10-02-2014 06:18 AM
I am trying to figure out why we see swapping in our cluster.
We are running a CDH 4.4 cluster and recently enabled the cgroups setting. After this we began to see swapping warnings on our hosts, typically between 100 and 5000 pages swapped per 15 minutes, more often towards the lower end of this range.
However, our machines are fairly powerful in all respects, and memory-wise, they all have 136 Gb of RAM and I can see in the Host memory usage graphs that the amount of used memory practically never go above 20 Gb. Most of the RAM is used for file caches (physical_memory_cached, ~100 Gb). This seems to leave about 10-15 Gb of free memory which can be used.
When running top on a node I can see that the amount of free memory varies rapidly between these 15-15 Gb down to 3-400 Mb.
However, as I understand it all the cached memory should be available for processes that request them so there should always be lots of memory here.

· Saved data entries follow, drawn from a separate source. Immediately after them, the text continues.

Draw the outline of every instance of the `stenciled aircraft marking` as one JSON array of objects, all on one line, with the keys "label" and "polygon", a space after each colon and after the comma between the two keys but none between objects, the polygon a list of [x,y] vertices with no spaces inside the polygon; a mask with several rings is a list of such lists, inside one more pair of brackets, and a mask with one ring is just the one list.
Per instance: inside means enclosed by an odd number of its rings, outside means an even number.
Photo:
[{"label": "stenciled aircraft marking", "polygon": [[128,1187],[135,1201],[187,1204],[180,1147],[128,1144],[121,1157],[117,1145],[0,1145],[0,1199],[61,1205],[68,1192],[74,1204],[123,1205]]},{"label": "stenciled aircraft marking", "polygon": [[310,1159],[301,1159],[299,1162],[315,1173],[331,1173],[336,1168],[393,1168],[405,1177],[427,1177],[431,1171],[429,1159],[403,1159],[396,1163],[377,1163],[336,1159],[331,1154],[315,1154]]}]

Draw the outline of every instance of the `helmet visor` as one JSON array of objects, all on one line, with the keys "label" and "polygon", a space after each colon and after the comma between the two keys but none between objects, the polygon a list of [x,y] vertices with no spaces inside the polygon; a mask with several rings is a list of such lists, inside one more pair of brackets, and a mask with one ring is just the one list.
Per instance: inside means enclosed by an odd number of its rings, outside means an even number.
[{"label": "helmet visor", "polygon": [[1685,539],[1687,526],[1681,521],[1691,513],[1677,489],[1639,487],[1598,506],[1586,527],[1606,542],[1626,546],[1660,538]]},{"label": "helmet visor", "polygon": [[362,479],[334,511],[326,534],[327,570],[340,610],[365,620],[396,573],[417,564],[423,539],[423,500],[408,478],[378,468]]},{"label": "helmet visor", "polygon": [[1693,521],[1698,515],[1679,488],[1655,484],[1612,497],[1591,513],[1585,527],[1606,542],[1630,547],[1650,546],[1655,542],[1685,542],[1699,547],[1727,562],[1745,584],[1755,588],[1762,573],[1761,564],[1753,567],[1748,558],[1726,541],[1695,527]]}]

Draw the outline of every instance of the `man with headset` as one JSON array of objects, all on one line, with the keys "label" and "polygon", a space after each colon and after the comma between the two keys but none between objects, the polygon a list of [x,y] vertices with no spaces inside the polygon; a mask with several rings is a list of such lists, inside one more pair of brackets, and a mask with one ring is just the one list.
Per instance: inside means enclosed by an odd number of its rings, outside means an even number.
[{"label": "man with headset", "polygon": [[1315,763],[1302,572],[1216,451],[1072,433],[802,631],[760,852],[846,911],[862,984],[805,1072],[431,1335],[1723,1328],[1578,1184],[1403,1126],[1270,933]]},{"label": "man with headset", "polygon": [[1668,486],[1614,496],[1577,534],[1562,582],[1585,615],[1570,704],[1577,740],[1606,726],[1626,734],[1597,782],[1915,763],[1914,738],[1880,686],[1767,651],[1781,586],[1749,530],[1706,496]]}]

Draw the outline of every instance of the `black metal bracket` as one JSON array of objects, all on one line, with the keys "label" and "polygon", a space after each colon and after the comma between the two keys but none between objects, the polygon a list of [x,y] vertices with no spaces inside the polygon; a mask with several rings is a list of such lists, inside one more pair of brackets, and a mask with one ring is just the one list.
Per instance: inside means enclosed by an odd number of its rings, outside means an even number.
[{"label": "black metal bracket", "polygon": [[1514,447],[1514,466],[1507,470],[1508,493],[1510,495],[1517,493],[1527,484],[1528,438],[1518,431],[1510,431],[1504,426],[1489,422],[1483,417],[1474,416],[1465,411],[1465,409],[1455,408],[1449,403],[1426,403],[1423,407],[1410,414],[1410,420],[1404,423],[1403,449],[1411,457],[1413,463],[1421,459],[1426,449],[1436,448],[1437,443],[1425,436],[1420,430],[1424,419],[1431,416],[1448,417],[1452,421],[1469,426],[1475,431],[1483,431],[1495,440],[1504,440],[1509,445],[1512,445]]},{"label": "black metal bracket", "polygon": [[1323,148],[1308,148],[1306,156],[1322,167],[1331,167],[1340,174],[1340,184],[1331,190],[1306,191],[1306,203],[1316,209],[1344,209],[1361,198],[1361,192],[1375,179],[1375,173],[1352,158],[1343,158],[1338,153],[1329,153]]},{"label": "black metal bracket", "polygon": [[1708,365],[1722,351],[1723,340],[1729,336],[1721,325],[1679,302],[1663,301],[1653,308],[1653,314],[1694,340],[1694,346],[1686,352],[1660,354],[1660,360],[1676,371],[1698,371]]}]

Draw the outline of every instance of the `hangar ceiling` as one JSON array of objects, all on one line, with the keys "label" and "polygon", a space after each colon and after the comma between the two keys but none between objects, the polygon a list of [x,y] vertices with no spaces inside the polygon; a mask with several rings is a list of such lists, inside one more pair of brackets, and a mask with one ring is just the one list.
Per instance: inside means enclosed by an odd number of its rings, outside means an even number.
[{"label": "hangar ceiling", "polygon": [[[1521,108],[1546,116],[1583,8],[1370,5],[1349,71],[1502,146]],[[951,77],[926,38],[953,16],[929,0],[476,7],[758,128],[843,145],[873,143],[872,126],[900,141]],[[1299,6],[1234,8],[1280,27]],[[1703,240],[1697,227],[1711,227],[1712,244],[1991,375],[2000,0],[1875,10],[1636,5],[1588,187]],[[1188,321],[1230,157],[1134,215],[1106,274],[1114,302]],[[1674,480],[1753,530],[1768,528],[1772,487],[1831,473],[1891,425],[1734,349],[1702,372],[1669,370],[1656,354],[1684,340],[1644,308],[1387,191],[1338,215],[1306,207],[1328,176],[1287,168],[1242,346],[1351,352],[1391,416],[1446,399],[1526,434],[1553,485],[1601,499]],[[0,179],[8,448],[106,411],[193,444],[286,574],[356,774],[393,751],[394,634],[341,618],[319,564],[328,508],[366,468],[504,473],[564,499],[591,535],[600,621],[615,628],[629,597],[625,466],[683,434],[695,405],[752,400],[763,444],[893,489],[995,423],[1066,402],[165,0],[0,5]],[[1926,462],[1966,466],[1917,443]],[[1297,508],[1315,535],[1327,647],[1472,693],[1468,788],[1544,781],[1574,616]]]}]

According to this post (https://groups.google.com/a/cloudera.org/forum/#!msg/cdh-user/TcxxzhoO3o0/6UtugxglYZYJ) in some cases swapping may occur even though there is plenty of cached memory to use. I don't know if this is our reason.
Since the default value of the swapping warning in cloudera manager is zero, I guess you (cloudera) believes that normally there shouldn't be any swapping going on. Therefore I want to strive for this on our cluster.
I'd be thankful for any insights or tips on how to understand and proceed with this situtation.